Tony Benn’s insight was to see the need to formulate positive alternatives. Now, in the rising economic confidence within the developing world, it is possible to glimpse a new world of global multilateralism pursuing norms of shared prosperity emerging from the ruins of global financial crisis.

But for this is to possible and for us to benefit from the new economic opportunities provided by rapid economic expansion of the Southern continents, we have to give up our UN trickery, we have to abandon our neo-colonial paternalism with its assumption of the global right to rule and we need to treat developing countries on an equitable basis.

Jenny Clegg is author of China’s Global Strategy: Towards a Multipolar World published by Pluto. It is reviewed here.

2 Comments

  1. David Ellis says:

    Multi-polarity is a guarantee of war between the major powers. In a bi-polar set up the two protagonists only confront each other by proxy and never directly as the power balancing calculations are straightforward until one of them simply collapses from within. In multi-polarity the protagonists always clash head on as the variables are so complicated for three powers or more than it is impossible to effectively balance power and war soon breaks out. It wasn’t nuclear weapons that kept the `peace’ during the Cold War but bi-polarity. Multi-polarity means that the use of nuclear weapons is only a matter of time.

  2. Dave says:

    Great article Jenny, thanks.

    If a future in which pursuing norms of shared prosperity is to become a reality we must do everything possible to ensure the concerns of ordinary people are able to find political expression.

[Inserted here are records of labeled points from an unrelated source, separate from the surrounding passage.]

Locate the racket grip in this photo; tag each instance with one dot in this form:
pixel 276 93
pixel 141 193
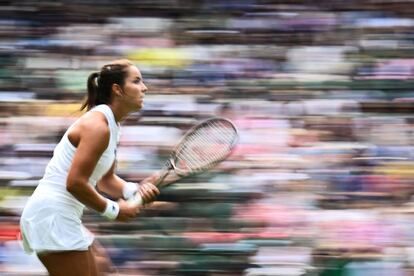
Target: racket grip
pixel 136 199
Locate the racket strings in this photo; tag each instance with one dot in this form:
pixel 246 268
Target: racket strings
pixel 206 146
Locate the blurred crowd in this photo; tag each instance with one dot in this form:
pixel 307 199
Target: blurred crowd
pixel 321 92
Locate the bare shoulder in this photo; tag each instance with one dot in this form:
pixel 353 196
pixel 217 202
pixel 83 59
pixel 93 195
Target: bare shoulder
pixel 91 127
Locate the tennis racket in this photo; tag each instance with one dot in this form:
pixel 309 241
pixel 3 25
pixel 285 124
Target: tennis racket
pixel 201 148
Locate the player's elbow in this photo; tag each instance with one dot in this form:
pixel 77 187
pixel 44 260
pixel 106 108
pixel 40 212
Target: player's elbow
pixel 74 186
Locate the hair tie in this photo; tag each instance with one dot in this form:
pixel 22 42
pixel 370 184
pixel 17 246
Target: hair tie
pixel 97 78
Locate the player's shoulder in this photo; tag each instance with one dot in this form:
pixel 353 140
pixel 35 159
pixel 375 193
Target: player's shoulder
pixel 95 123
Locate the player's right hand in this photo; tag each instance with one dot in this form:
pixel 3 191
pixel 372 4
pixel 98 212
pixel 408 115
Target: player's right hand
pixel 127 210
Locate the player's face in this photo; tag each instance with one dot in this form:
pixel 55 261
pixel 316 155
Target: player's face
pixel 134 88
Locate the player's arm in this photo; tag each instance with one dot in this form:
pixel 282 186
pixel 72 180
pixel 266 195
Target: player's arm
pixel 115 187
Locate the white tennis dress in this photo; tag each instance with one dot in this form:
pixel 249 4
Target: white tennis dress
pixel 51 219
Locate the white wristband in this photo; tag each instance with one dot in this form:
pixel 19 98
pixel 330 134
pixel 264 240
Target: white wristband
pixel 111 210
pixel 129 190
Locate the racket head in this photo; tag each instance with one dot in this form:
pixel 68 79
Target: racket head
pixel 204 146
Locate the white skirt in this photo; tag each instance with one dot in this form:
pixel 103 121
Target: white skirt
pixel 46 227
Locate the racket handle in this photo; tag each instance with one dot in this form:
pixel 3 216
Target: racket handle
pixel 136 199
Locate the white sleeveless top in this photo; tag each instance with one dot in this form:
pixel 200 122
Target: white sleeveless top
pixel 51 217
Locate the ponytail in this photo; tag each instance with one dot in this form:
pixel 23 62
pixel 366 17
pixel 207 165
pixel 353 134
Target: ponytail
pixel 100 83
pixel 92 96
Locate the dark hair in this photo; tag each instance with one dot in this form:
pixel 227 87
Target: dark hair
pixel 100 83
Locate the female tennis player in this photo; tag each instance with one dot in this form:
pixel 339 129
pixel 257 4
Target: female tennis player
pixel 82 163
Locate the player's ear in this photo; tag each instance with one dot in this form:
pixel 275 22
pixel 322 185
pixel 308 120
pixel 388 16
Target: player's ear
pixel 117 90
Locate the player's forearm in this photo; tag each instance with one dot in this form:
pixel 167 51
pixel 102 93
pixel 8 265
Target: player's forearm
pixel 112 186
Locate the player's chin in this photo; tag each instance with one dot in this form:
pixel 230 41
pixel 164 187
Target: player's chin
pixel 140 106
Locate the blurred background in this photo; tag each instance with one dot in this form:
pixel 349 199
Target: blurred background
pixel 321 91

    The task may, at times, seem hopeless, particularly in view of the recent pro-militarisation speech, favouring ‘preventative intervention’, by Labour’s Jim Murphy*.

    But it is worth remembering, opposition to U.S. involvement in the Vietnam war at first consisted only of a gathering of a dozen Quakers in Washington, yet opposition to the Iraq disaster consisted of millions demonstrating throughout the world, including up to 2 million in London, even before the conflict had begun.

    Certainly those who want to diminish the voice of ordinary people have achieved influence but have, at the same time, lost credibility. This is shown in the U.K. by the rising popularity of electoralist anti-establishment formations.

    And it is even possible that, under pressure from an outside electoral threat, the L.P. could return to its senses – and careerist politicians like Murphy will then ask: “Where is the electorate going? Let me know so I can get there first and lead them.”